Happy Friday Everyone!
Welcome back to those of you who have read my blogs before, and to those of you who are joining me in Week 5, greetings! In last week’s blog, I described my ongoing research with the tumor suppressor protein, p53. This week’s blog will be a continuation of last week’s, so I recommend reading last week’s blog if you haven’t yet.
So if we go back 168 hours, how many of you can recall the main difference between wild-type p53 and mutant-type p53? Simply put, wild-type p53 prevents cancer by repairing or killing cells facing some sort of DNA damage. On the other hand, mutant p53 promotes cell division and impairs the function of wild-type p53. If there was anyone who remembered that, kudos to you! For those who didn’t, I’m disappointed … I’m just kidding.
Covering the basics of p53 last week, I will go more into the complexities behind p53 in this week’s blog. I will begin with discussing characteristics of p53. p53 is a nuclear transcription factor, meaning that it controls the transcription of DNA and determines whether certain genes will get expressed. In other words, if the p53 transcription factor is not present, the gene for apoptosis may not get expressed. At the same time, p53 is a Knudson-type tumor suppressor meaning that both alleles must be inactivated to cause some sort of phenotypic change.

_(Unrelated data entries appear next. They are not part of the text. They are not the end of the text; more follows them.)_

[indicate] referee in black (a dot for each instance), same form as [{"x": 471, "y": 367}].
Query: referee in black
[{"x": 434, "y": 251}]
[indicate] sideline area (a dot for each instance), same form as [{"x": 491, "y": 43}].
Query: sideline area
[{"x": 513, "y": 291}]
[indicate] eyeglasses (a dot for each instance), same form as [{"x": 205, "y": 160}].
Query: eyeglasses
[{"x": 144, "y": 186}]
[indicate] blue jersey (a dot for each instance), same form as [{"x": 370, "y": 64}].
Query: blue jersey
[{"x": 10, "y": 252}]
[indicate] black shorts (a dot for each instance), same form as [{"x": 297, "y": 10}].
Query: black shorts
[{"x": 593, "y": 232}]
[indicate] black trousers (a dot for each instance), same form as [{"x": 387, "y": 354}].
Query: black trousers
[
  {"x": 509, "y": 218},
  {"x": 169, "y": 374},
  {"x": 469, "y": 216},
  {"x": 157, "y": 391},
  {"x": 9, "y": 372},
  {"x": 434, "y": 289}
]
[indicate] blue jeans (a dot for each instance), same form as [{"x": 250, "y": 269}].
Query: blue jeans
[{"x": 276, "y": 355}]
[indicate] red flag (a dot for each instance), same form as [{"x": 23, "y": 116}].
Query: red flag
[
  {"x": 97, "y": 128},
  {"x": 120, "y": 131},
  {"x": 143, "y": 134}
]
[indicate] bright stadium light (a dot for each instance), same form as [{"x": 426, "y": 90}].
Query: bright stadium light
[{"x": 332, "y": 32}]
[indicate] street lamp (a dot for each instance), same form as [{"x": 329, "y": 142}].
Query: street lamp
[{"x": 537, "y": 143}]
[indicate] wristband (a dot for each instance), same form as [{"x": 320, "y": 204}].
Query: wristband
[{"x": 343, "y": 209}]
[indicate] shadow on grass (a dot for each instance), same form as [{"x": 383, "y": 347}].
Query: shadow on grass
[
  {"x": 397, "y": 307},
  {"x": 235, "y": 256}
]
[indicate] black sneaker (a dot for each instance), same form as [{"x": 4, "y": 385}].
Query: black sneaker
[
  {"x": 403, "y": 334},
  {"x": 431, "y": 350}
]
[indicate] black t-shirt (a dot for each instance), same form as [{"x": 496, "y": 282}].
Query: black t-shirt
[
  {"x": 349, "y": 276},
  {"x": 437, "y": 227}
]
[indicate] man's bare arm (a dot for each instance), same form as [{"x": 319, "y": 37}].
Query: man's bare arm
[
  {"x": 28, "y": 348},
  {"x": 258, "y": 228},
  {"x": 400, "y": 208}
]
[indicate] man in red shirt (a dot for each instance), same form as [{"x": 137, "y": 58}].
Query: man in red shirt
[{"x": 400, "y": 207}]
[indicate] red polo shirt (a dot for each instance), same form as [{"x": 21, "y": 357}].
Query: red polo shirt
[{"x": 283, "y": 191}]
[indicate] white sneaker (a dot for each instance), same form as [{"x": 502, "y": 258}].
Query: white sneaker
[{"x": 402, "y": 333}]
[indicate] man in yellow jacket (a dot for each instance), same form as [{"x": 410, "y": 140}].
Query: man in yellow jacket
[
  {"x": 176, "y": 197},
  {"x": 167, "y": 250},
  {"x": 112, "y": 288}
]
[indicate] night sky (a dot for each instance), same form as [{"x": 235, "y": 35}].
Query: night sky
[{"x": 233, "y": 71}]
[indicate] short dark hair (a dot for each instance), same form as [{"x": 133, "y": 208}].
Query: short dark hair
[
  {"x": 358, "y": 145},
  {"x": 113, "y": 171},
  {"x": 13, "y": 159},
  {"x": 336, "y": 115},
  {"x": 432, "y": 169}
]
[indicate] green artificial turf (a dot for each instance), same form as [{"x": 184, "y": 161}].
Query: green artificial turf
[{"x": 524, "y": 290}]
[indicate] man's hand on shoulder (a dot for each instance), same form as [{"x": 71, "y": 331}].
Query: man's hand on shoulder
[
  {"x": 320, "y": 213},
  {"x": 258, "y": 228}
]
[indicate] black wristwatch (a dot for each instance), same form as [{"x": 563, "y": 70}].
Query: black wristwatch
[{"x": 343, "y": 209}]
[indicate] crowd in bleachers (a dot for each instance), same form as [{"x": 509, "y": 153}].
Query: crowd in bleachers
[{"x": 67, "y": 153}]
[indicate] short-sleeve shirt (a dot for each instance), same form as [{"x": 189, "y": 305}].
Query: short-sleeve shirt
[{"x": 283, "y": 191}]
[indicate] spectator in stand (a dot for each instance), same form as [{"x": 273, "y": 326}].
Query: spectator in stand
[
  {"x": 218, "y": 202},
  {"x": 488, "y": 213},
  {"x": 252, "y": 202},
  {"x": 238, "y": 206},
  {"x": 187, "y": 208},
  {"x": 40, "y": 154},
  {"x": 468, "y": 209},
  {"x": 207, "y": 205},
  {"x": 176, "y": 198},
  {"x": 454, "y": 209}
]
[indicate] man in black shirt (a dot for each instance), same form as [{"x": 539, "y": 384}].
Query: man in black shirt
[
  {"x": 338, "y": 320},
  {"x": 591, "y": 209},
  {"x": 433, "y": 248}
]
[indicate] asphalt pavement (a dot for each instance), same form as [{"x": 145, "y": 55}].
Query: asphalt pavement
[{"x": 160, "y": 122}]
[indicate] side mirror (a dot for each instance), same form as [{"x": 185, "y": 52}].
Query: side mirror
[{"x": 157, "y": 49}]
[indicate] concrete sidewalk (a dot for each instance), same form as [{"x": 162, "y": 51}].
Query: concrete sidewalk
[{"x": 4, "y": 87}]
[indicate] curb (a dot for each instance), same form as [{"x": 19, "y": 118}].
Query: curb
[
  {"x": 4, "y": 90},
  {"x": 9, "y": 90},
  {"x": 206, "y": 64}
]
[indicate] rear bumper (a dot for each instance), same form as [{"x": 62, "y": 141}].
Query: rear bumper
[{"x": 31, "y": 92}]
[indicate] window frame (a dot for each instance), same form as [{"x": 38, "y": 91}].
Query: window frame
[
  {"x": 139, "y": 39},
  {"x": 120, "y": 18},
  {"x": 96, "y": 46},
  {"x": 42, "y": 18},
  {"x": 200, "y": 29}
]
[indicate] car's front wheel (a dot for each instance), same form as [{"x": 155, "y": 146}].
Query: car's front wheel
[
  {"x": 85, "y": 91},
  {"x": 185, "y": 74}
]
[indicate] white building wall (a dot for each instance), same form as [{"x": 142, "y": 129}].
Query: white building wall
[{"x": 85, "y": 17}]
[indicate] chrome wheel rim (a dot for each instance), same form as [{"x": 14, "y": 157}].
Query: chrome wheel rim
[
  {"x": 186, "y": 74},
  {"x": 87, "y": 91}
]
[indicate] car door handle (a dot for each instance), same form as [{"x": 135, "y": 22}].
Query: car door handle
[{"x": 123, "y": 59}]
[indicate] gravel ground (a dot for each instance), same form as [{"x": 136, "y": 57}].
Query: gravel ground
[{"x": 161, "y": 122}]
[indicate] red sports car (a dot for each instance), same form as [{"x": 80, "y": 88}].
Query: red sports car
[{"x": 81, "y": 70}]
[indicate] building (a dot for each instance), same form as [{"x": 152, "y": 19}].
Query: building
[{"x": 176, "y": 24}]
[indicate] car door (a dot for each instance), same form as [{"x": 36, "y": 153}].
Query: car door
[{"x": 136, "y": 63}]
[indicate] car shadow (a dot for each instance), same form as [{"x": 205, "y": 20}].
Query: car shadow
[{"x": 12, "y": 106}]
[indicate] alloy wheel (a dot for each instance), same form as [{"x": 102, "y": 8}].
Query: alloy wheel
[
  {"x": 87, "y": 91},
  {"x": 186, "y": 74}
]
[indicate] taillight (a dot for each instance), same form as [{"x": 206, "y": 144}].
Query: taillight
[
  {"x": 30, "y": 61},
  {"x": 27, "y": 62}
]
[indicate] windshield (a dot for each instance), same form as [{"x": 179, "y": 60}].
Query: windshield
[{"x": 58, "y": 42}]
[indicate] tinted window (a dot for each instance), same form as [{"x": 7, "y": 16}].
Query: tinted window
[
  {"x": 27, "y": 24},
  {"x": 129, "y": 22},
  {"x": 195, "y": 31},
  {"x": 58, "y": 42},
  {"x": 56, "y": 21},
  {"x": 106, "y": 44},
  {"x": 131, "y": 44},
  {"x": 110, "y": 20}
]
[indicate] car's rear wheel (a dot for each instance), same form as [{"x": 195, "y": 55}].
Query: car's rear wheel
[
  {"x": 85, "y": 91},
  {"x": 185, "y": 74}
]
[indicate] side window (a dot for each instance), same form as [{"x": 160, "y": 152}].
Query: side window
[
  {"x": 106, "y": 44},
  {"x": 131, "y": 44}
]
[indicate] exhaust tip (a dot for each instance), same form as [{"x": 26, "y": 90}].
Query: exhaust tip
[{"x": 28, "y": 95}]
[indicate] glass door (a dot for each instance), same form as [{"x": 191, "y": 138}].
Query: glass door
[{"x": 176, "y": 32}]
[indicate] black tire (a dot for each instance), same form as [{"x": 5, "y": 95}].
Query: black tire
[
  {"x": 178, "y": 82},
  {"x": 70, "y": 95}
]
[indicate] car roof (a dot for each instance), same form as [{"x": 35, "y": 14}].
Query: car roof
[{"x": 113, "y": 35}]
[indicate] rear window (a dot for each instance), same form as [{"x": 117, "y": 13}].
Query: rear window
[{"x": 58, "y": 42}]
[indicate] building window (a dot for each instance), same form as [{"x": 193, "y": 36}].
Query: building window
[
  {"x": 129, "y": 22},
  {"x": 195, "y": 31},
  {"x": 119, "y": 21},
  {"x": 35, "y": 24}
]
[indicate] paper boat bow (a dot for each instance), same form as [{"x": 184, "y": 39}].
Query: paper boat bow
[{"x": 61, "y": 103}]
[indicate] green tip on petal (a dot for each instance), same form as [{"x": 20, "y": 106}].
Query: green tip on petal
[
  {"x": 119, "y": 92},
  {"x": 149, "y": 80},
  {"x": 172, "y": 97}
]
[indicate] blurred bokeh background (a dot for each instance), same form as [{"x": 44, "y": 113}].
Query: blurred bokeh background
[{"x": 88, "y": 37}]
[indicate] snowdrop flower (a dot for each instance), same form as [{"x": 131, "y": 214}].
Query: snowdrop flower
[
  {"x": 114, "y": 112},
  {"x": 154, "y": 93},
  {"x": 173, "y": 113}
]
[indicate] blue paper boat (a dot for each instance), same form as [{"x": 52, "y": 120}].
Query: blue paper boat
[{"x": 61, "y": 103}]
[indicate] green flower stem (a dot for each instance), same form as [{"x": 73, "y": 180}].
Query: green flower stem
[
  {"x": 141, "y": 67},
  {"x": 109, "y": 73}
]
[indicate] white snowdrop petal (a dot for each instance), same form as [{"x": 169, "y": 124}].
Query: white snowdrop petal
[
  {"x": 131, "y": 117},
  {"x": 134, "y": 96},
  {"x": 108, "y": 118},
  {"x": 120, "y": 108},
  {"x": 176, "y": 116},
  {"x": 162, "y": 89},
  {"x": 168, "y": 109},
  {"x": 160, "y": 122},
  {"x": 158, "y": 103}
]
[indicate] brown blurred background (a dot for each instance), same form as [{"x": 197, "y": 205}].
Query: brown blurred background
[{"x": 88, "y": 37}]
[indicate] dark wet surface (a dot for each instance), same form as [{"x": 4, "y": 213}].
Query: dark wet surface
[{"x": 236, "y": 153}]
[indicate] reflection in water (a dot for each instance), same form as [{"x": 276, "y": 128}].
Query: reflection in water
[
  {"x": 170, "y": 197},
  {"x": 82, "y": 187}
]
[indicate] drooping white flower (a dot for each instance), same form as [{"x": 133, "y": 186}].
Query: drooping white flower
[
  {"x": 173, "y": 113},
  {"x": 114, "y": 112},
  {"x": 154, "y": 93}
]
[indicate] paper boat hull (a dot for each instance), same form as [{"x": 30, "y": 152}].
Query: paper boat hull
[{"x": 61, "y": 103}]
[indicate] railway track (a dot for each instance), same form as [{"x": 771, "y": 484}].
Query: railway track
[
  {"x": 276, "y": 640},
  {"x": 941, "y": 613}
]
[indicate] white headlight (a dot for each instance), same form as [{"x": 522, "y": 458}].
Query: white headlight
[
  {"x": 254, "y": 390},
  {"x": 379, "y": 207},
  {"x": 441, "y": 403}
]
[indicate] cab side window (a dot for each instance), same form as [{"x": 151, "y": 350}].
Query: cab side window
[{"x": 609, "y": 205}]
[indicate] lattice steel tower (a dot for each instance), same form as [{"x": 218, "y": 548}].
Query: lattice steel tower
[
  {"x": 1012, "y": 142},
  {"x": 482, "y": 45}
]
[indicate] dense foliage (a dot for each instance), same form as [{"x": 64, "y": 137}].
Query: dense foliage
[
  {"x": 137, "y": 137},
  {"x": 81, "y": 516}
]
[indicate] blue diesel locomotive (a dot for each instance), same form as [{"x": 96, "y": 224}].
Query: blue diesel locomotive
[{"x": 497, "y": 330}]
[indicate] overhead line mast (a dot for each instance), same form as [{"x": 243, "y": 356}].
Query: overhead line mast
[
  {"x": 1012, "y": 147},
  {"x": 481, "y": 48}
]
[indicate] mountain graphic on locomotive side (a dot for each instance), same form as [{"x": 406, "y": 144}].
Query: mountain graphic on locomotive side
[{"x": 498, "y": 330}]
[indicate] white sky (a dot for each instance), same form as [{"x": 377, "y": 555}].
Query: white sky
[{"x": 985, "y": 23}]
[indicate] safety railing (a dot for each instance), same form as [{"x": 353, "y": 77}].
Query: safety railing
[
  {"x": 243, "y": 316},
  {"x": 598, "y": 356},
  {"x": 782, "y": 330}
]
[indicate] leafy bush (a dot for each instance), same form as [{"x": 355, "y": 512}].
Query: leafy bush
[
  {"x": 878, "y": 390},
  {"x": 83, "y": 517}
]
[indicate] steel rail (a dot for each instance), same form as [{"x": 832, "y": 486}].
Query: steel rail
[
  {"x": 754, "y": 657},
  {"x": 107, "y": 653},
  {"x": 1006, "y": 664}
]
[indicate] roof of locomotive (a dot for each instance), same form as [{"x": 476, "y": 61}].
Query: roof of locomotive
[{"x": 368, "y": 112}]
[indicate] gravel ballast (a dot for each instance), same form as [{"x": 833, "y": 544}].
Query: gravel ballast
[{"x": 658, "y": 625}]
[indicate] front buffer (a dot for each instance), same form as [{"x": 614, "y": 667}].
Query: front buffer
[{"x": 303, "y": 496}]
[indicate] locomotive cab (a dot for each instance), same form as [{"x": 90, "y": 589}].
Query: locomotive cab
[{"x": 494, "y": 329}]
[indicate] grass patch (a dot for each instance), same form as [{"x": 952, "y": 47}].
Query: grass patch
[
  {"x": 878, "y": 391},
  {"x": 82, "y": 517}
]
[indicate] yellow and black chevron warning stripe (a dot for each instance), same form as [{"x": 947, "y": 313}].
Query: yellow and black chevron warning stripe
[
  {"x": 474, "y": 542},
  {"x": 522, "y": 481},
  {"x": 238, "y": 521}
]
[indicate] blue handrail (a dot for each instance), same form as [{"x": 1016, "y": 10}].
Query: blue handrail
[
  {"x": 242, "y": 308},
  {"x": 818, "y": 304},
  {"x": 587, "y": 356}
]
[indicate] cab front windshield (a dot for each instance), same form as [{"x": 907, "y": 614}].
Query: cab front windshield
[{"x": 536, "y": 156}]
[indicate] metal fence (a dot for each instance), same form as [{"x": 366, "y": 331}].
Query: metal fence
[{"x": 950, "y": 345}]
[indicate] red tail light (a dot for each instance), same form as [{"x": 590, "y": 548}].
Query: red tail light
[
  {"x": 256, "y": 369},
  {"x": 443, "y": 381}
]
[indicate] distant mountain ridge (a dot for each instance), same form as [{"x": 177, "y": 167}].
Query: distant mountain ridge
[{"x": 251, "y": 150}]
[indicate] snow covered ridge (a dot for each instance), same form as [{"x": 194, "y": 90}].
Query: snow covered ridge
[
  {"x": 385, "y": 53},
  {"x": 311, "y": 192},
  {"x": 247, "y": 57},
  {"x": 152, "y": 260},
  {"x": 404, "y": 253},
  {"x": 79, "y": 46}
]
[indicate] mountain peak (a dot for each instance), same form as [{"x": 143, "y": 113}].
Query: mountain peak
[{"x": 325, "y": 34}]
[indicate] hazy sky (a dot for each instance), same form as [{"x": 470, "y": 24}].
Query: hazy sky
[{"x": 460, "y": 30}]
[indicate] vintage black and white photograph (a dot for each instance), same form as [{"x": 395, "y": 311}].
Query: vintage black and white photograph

As a majority of us have learned in biology, the function of a biological substance is dependent on its structure. Observing the structure of p53, the protein has four main domains:
- NH2– terminal transactivation domain
- DNA binding domain: where p53 binds with p53-responsive element on DNA
- COOH– terminal oligomerization domain: forms homo-tetrameter
- Proline-rich domain: associated with pro-apoptotic functions
Below is my diagram of p53’s structural domains:
The reason I am discussing the structure of p53 is because structural differences are what account for differences between wild-type and mutant p53. For example, mutant p53 will have a deleted pro-rich domain which results in the loss of the protein’s apoptotic functions. Also contributing to the functions of mutant p53 are two nuclear signals:
- Importin alpha : enables the nuclear localization of p53 (REMEMBER, p53 is a nuclear transcription factor and must remain in the nucleus
- CRM1: allows the nuclear export of p53
In mutant p53, the COOH-terminal is disrupted resulting in deranged tetrameter formation that enables the binding of CRM1 that brings p53 out of the nucleus, preventing the transcription of genes that would either repair damaged DNA or enable apoptosis of blemished cells.
As this blog is probably getting too long for a majority of readers, I will stop here. In the coming weeks, I will post a blog regarding p53’s involvement in cancer treatment. In addition, due to certain complications in the lab, I was unable to attend the lab this week to continue restriction DNA digestion. I promise to provide updates in the coming weeks. In the blogs to come, I will be making connections between lab work and independent research in order to discuss the development of my final product: a research paper!